In alto passavano ad ali tese piccole ombre spaventate e fuggenti; altre si spiccavano dagli alberi, frullavano dai cespugli, schizzavano fuori dai solchi.

I cacciatori, a brigatelle, a coppie, o soli, tenevano dietro studiosamente ai loro bracchi, con gli schioppi in pronto.

Il chiarore andava gradatamente crescendo; e alla fine il sole si affacciò all’orizzonte, sfavillante e maestoso, e prese a salire nell’aria pura, sulla distesa dei campi luccicanti di rugiada. La piena luce raddoppiò l’alacrità degli uomini, l’ardore e la ferocia dei cani: si udivano chiamate, fischi, latrati, guaiti, mille voci confuse e indistinte; le schioppettate spesseggiavano, il selvaggiume cadeva o s’involava.

Ma il cielo si faceva smagliante, i raggi cocenti. Via via che il caldo diveniva più intenso, i cacciatori s’inoltravano nei boschi, entravano nelle cascine, nei casolari, cercavano le osterie.

Gli spari diradarono, e verso mezzogiorno cessarono affatto.

I poveri animali che vagolavano sgominati nei campi di stoppie, di trifoglio, di granturco, si posavano, si raccoglievano, si rintanavano; credevano ritornata la pace, e quella non era che un’effimera tregua; credevano l’aspra persecuzione finita, e, ahimè, non faceva che incominciare!

Roberto, uscito di buonissima ora con Giacomo e Tadò, tornò a casa verso le undici con due misere quaglie nella carniera, affamato, assetato e tutto molle di sudore e di guazza.

— Grazie tante — rispose a Giacomo, che gli domandava se volesse cacciare ancora dopo pranzo; — ne ho avuto abbastanza. Va tu, se vuoi, e buon divertimento.

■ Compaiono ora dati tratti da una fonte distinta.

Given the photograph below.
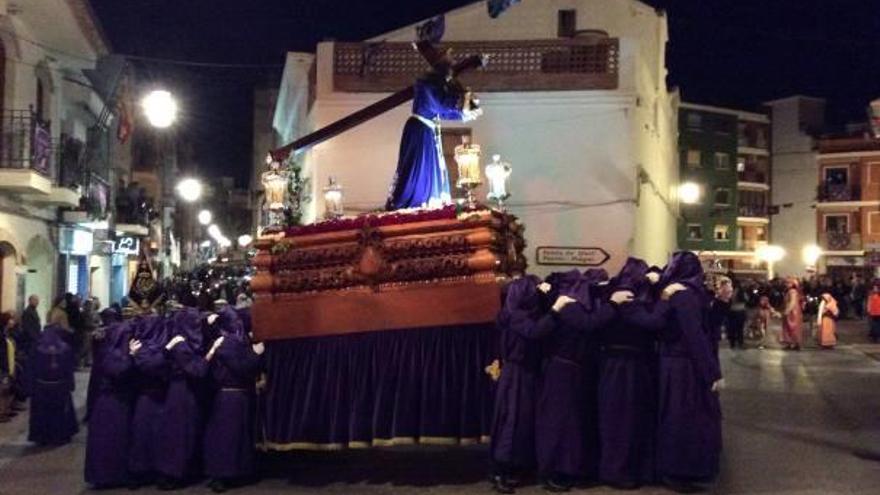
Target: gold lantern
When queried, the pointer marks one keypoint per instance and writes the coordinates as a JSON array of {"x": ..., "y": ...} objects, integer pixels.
[{"x": 467, "y": 156}]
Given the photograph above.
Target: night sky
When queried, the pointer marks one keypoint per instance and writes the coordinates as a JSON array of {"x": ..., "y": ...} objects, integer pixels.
[{"x": 725, "y": 52}]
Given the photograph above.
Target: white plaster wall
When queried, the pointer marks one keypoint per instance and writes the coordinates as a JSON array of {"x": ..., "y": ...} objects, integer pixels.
[{"x": 794, "y": 181}]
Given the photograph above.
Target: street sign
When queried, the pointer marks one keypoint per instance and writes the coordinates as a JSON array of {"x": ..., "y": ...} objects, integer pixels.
[{"x": 571, "y": 256}]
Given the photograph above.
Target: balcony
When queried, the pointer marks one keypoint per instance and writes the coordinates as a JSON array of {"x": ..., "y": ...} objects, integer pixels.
[
  {"x": 28, "y": 159},
  {"x": 523, "y": 65},
  {"x": 753, "y": 211},
  {"x": 829, "y": 193},
  {"x": 840, "y": 241}
]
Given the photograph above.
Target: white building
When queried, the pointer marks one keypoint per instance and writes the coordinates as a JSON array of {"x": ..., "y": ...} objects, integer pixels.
[
  {"x": 44, "y": 47},
  {"x": 574, "y": 97},
  {"x": 797, "y": 122}
]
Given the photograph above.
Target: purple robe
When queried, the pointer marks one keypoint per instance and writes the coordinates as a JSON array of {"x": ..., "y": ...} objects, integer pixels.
[
  {"x": 421, "y": 177},
  {"x": 689, "y": 413},
  {"x": 180, "y": 427},
  {"x": 229, "y": 431},
  {"x": 566, "y": 432},
  {"x": 627, "y": 390},
  {"x": 107, "y": 442},
  {"x": 151, "y": 383},
  {"x": 513, "y": 423},
  {"x": 52, "y": 417}
]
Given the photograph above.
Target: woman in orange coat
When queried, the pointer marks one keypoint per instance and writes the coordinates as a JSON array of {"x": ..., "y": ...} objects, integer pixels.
[{"x": 828, "y": 312}]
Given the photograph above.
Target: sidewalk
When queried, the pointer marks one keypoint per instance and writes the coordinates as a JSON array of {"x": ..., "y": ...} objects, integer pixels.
[{"x": 13, "y": 435}]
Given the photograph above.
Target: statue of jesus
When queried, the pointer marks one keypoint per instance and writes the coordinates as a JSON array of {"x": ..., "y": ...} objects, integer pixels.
[{"x": 422, "y": 179}]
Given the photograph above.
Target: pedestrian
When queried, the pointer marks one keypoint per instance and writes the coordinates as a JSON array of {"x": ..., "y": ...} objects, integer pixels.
[
  {"x": 179, "y": 432},
  {"x": 110, "y": 399},
  {"x": 689, "y": 376},
  {"x": 874, "y": 312},
  {"x": 522, "y": 324},
  {"x": 58, "y": 314},
  {"x": 7, "y": 367},
  {"x": 627, "y": 387},
  {"x": 151, "y": 370},
  {"x": 229, "y": 430},
  {"x": 828, "y": 314},
  {"x": 792, "y": 323},
  {"x": 567, "y": 431},
  {"x": 53, "y": 418}
]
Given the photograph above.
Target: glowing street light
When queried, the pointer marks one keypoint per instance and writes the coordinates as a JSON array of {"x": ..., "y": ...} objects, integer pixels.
[
  {"x": 189, "y": 190},
  {"x": 770, "y": 254},
  {"x": 160, "y": 108},
  {"x": 811, "y": 254},
  {"x": 205, "y": 217},
  {"x": 689, "y": 193}
]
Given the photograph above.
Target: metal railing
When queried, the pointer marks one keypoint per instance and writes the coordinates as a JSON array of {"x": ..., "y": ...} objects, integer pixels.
[
  {"x": 514, "y": 65},
  {"x": 840, "y": 241},
  {"x": 753, "y": 211},
  {"x": 839, "y": 192},
  {"x": 25, "y": 142}
]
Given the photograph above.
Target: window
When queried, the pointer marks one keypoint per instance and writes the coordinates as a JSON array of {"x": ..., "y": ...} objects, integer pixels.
[
  {"x": 722, "y": 196},
  {"x": 874, "y": 222},
  {"x": 695, "y": 232},
  {"x": 836, "y": 176},
  {"x": 567, "y": 23},
  {"x": 693, "y": 158},
  {"x": 837, "y": 223}
]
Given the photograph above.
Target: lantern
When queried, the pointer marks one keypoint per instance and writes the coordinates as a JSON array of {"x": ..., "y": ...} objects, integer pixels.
[
  {"x": 333, "y": 199},
  {"x": 467, "y": 156},
  {"x": 498, "y": 173}
]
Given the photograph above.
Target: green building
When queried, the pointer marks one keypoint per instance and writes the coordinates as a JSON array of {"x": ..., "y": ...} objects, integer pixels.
[{"x": 726, "y": 153}]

A vero dire egli non aveva mai sentita una gran passione per la caccia: buon esercizio, bel passatempo, ma che non meritava nè diligenza nè fatica. Eh no, non metteva conto di alzarsi sulla prim’alba, e camminare ore ed ore attraverso i solchi, sotto la sferza del sole, per far barbaramente la guerra alle più timide ed innocue bestiole di questo mondo! Innocue? Utili, utili, anzi utilissime, perchè assidue distruggitrici d’insetti. Sicuro! Si ricordava di aver letto, non sapeva più se in un libro o in un giornale, che l’autorità avrebbe dovuto proibire assolutamente la caccia delle quaglie, poichè ognuna di esse vale non meno di cinquanta lire, chè appunto di tanto fa aumentar la raccolta con la sua presenza nei campi. Egli ne aveva preso una coppia, dato all’agricoltura un danno di cento lire: per quel giorno bastava.